Eastman Kodak is preparing a Chapter 11 bankruptcy protection filing in case it is unable to sell its digital patents to raise capital, The Wall Street Journal reported on Wednesday.
The once-iconic photographic film pioneer is in talks with potential lenders to secure about $1 billion in debtor-in possession financing to sustain Kodak through bankruptcy proceedings, the Journal reported citing unidentified sources.
The Chapter 11 filing could come as soon as this month or early February, the newspaper said.
Kodak shares fell about 28 percent to 47 cents on the New York Stock Exchange following the online report, which dampened investors' hopes that the company could arrange a quick sale of its patents or a financing lifeline to keep it afloat.
A spokesman for Kodak declined to comment, saying its policy is not to comment on market rumors or speculation.
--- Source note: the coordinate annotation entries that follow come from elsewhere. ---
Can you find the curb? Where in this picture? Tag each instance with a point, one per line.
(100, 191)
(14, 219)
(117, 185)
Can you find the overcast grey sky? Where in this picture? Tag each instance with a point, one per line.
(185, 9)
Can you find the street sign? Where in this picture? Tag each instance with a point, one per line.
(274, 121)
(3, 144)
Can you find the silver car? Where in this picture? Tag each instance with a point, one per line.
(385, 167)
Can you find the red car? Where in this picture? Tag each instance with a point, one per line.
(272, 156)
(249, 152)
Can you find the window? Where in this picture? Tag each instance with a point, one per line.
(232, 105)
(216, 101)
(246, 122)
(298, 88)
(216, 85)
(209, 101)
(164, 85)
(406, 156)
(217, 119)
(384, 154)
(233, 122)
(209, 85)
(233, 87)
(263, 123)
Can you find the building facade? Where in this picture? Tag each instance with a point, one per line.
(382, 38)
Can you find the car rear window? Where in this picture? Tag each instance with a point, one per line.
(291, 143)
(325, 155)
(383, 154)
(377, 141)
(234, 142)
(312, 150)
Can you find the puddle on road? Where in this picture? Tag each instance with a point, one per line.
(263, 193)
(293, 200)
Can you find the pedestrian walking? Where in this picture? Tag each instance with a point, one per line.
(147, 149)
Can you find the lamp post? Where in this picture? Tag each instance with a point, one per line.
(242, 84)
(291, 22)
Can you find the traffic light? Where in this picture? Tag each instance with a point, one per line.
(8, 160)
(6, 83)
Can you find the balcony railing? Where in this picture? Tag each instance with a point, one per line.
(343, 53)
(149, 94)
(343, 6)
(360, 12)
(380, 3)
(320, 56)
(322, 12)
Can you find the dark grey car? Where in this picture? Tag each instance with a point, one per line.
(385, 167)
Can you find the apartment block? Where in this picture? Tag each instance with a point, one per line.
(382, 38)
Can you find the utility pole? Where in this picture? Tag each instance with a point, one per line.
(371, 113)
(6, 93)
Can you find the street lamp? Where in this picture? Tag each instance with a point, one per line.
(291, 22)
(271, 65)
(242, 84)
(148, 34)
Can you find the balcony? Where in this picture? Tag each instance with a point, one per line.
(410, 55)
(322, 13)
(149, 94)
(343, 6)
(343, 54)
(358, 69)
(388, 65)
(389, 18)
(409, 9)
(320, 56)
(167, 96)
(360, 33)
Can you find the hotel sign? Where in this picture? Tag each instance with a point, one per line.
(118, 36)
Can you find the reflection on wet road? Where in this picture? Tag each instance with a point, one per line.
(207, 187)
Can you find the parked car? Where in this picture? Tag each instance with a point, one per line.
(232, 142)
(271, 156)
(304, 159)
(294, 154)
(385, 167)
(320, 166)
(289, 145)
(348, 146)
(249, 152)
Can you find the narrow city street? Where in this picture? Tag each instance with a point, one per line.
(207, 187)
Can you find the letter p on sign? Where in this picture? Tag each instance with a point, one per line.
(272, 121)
Kodak warned in November that it might not survive 2012 if it was unable to secure $500 million in new debt or sell its patents. The company's cash had been shrinking as sales of its consumer products have failed to keep up with its heavy cost base, which includes employees and offices around the globe.
Kodak invented the digital camera in 1975 when one of its engineers developed a prototype that was as big as a toaster and captured black and white images. But it failed to capitalize on that innovation, and it was only when Kodak's film business began to decline a decade ago that it tried to catch up with rivals by launching a mass-market line of digital cameras.
The company has been beset by bankruptcy speculation since it drew down a credit line last September. It also hired restructuring firm FTI and confirmed that a law firm known for dealing with bankruptcy was doing work for it.
Last week, Kodak announced the resignation of three directors, including two representatives of private equity firm KKR & Co and a professor from the University of California, leading some industry experts to speculate that a Chapter 11 filing was imminent.
On Tuesday, Kodak said its stock may be removed from the New York Stock Exchange if the company cannot boost its share price over the next six months.
Kodak, which had $862 million in cash at the end of September, down from $1.4 billion a year earlier, is scheduled to report fourth-quarter results on January 26.
As part of its efforts to raise cash, Kodak has been looking since last July for a buyer for its 1,100 digital patents, with the help of investment bank Lazard Ltd.
The Journal said Kodak is still trying to sell the patents, which could help it stave off a bankruptcy filing. If Kodak does seek Chapter 11 protection, it could try to sell its patents through a bankruptcy auction supervised by a court.